Take Sunday's dead-heat Jockey Club Sprint field, add four extra international invitees and throw in the return of Sprinters Stakes winner Ultra Fantasy, KrisFlyer victor Green Birdie and Al-Quoz Sprint raider Joy And Fun, and this year's Hong Kong Sprint promises to be the greatest sprint field assembled anywhere this year.
Hong Kong's formidable reputation as the sprint capital of the world has not deterred European, South African and Australian-based speedsters from throwing their hat in the ring - with the visitors' hopes no doubt buoyed by Singaporean Rocket Man's brilliant effort to dead-heat with One World last Sunday.

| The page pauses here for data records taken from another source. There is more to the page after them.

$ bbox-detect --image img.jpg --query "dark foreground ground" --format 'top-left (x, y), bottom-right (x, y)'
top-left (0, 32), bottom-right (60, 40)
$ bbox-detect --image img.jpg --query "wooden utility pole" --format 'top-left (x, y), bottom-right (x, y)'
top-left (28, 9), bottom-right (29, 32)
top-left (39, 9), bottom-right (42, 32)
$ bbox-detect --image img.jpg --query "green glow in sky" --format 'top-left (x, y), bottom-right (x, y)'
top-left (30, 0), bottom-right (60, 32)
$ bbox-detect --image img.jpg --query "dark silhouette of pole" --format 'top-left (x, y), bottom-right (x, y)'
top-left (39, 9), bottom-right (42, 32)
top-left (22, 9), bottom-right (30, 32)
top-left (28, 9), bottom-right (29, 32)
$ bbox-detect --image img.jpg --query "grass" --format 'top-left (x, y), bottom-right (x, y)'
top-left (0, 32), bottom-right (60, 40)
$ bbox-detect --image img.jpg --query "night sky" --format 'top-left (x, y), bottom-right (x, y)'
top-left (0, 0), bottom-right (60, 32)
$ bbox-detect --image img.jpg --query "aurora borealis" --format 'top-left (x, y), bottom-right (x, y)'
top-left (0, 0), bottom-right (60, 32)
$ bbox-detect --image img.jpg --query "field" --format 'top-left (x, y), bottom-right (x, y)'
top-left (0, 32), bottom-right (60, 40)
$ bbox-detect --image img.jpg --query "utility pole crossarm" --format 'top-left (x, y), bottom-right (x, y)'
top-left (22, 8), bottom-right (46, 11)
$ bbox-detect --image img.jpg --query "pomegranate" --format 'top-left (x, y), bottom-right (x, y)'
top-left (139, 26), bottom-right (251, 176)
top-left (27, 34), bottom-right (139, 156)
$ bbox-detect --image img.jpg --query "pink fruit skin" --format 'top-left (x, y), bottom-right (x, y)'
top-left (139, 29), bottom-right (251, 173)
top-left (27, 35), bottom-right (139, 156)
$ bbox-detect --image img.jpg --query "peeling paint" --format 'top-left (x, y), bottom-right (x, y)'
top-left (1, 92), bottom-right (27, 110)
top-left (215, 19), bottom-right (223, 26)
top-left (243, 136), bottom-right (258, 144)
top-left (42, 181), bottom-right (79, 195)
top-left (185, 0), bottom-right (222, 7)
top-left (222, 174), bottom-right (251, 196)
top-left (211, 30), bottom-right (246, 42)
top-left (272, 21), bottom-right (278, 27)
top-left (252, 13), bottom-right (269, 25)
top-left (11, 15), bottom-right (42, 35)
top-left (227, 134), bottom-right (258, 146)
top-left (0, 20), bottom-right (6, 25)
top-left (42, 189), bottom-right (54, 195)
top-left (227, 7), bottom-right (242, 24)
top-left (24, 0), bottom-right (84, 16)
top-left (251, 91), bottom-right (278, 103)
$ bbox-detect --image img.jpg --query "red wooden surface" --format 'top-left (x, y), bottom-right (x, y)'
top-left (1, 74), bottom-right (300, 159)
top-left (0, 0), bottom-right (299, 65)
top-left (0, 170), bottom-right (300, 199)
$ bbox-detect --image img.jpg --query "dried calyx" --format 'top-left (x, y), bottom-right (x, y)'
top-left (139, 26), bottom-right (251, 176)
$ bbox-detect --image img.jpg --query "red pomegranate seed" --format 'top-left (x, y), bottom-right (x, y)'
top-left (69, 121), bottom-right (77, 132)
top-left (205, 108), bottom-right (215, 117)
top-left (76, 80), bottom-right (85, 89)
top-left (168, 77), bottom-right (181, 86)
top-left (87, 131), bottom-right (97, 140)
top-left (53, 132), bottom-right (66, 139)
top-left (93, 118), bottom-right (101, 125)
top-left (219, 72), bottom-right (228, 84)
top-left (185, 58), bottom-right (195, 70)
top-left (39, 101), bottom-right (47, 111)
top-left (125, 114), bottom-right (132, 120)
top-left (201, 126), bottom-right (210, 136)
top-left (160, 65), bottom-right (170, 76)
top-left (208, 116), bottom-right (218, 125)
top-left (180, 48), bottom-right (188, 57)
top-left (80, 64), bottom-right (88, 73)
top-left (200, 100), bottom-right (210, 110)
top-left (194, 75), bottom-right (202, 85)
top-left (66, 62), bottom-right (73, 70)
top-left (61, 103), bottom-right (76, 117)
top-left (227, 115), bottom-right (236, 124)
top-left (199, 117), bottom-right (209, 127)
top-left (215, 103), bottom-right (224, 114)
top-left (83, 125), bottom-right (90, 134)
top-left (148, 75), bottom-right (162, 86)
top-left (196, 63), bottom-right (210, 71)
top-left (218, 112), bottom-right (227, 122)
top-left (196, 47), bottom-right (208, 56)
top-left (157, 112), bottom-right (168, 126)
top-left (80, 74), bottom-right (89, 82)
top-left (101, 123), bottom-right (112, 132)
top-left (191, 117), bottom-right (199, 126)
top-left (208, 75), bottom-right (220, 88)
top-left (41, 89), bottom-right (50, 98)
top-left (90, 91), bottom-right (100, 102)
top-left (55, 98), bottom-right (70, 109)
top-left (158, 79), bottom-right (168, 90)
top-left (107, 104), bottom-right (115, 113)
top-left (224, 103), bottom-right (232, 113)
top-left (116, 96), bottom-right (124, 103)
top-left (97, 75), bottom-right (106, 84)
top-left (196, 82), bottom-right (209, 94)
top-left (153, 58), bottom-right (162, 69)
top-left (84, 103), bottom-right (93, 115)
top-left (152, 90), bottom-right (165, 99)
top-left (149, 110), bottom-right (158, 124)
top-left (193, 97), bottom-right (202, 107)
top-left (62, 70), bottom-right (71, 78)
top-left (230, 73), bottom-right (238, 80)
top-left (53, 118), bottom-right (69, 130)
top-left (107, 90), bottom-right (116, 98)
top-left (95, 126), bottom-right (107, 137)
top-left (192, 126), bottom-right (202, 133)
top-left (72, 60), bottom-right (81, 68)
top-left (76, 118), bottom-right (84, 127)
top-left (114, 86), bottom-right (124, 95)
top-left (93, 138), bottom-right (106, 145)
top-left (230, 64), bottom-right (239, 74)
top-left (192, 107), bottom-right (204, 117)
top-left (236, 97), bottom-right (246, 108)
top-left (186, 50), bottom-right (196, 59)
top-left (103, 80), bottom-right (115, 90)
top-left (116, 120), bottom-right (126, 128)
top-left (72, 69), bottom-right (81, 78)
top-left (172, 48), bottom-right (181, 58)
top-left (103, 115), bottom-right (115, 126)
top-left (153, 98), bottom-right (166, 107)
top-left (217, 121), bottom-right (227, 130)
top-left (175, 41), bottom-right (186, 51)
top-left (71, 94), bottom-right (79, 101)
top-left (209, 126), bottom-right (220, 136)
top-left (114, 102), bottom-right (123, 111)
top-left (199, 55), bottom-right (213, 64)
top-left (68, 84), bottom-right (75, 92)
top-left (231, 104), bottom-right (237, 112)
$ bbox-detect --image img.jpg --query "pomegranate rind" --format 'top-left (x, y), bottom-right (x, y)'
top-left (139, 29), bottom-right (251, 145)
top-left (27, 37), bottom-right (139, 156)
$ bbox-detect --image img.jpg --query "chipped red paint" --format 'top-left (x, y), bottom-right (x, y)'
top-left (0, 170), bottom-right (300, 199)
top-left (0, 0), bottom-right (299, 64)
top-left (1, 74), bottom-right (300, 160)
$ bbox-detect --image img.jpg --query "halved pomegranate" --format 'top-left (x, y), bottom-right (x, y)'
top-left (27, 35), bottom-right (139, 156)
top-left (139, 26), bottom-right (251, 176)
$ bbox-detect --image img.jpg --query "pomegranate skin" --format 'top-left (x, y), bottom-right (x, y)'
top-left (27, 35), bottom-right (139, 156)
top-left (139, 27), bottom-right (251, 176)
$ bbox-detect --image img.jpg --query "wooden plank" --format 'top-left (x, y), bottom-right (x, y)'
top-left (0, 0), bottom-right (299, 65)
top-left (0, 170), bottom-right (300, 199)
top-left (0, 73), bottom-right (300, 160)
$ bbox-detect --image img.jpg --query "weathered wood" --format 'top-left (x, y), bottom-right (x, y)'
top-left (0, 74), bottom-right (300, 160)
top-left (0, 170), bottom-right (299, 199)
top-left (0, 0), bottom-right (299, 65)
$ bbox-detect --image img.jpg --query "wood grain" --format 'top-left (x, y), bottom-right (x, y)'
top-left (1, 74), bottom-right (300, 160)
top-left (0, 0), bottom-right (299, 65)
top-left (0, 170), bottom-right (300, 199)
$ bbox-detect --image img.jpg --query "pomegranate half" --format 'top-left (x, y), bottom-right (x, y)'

South African J J The Jet Plane, Kingsgate Native from England, Dalghar from France, and flying mare Ortensia from Australia will join Rocket Man in an attempt to wrest the world turf sprint championship away from the Hong Kong-based horses for the first time since Australia's Falvelon won in 2001.
At 120 in the international ratings, J J The Jet Plane is the highest-ranked visitor taking on the might of our 122-rated Sacred Kingdom, who showed vulnerability in his fifth placing at Sha Tin last Sunday, and if the trainer is half as fortunate as his name suggests, then the South African may indeed be the horse to conquer the locals.
Trainer Lucky Houdalakis had planned to bring his powerhouse sprinter for last year's running of the Sprint, but problems with the quarantine process kept him in South Africa until this year's renewal and he will complete a lengthy journey via England. A year on and the six-year-old gelding is ready to mix it with the best once again - after some deliberation between connections - and the South African sprinter has dominated the main sprints in his homeland this year.
Fellow southern hemisphere entrant Ortensia, trained by Tony Noonan at Mornington near Melbourne, will leave a cloud of controversy behind her when she boards her flight next Tuesday.